I don’t think Purple Rain is the best Prince album – in my mind that spot is reserved for Sign O’ The Times. For me though, it is his most important. Not so much because it made him a superstar, but because it changed my views on what music and art can and should be.
I still recall the first time I heard When Doves Cry. A song that would still sound weird as hell were it released today (seriously, there’s no bass in it!). My mom was taking me somewhere, the opening guitar riff burst forth from the radio, followed by a stomp on your chest drum machine beat, and a growling elfin pop genius who would open up his voice over a killer keyboard hook and sing about all the pain in his life. My only thought was “what the hell is this?”
I still don’t know.
I didn’t even know if I liked it or not. It was too new. Too undiscovered. I halfway wanted my mom to pull the car over the way one might if they were listening to coverage of Neil Armstrong taking his first step on the Moon.

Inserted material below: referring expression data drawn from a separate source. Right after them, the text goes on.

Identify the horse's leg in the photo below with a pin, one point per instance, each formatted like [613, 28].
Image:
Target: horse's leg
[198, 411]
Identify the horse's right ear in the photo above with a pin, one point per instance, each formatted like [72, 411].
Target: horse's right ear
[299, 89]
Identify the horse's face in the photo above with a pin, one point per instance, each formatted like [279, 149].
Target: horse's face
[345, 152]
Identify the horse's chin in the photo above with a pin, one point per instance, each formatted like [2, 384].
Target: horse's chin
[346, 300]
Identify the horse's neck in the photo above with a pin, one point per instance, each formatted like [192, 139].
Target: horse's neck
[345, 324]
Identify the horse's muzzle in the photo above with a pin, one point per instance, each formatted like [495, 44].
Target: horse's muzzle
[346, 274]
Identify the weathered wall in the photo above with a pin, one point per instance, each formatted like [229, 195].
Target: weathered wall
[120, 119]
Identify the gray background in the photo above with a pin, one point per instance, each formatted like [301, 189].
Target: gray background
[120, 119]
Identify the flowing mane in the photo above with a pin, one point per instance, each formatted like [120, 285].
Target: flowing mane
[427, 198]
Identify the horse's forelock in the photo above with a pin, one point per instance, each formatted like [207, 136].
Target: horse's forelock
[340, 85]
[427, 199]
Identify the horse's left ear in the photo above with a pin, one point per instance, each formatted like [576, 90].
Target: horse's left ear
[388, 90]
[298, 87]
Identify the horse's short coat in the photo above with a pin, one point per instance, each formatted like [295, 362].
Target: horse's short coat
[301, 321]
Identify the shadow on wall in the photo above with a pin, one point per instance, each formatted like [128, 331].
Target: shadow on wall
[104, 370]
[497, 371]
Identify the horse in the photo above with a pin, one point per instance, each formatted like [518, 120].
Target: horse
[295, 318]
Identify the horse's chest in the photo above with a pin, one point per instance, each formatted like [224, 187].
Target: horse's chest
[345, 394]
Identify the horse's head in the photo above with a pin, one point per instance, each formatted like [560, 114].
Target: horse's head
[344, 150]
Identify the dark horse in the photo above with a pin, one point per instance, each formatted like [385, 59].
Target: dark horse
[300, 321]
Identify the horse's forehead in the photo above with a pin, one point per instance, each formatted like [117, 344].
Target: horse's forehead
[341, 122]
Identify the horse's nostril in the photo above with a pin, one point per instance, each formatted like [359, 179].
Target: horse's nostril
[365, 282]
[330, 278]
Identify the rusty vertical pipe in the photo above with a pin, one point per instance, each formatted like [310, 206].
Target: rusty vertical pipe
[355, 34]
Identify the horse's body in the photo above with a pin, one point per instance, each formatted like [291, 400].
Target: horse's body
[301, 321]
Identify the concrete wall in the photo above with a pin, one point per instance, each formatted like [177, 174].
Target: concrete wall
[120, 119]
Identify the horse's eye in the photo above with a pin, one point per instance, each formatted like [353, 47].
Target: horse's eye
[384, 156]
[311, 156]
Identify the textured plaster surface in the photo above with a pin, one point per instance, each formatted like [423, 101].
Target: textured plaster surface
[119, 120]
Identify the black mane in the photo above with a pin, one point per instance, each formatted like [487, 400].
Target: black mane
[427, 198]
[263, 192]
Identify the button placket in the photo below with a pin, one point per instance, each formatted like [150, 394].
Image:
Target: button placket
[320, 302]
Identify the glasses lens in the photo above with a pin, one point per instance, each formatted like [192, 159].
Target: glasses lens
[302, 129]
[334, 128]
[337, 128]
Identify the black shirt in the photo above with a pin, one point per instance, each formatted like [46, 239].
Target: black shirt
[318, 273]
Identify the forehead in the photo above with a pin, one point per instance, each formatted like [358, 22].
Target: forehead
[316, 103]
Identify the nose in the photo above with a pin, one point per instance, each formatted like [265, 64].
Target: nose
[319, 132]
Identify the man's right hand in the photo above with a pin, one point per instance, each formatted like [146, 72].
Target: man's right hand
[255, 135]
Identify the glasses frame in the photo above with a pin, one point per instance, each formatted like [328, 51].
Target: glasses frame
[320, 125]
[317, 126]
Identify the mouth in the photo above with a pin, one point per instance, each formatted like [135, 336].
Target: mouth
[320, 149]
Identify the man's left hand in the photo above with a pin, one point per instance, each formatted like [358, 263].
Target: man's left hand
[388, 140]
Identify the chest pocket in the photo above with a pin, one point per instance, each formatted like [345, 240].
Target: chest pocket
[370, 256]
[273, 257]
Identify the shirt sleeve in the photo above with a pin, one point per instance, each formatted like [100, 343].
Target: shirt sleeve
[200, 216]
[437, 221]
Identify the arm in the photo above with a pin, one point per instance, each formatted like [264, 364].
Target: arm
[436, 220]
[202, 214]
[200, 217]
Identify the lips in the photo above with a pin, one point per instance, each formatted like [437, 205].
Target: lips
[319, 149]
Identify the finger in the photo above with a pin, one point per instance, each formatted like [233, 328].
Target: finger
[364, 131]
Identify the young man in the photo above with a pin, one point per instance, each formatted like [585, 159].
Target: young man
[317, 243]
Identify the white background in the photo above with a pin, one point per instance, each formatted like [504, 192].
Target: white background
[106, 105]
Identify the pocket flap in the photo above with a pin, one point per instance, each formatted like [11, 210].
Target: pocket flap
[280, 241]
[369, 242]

The movie came out later that summer, and I recall lying three times to the theater operator — explaining that the parents of my 13-year-old self knew I was going to an R rated movie. I don’t even know why they asked. It’s not like I brought a note from home. They certainly didn’t ask for one.
But I digress. For whatever faults the film may have as a movie (in some ways it’s a very long music video, and some thematic elements have not aged well), I knew sitting their in my seat that I had never seen anything like him.
Like Prince.
Singing, dancing, playing, and even acting (the camera loved him, he had one hell of a presence, and a lot of potential had he committed to the profession fully). I remember thinking he made it feel like anything was possible. It seemed as if there was nothing he could not do.
It changed my view on just about everything. In ways I’m still becoming aware of. In a sense, he became the bar for me when it came to evaluating the artistic endeavors of others. A terribly high one, but that’s how it is. “That’s good, but it ain’t Prince.” As if anything else could ever be.
It’s been 35 years since I first heard When Doves Cry and saw the film it was attached to. As I implied earlier, he was the most talented person I’d ever seen up to that point in my life. Sitting here typing this out now, I can say with great comfort, not a damn thing has changed.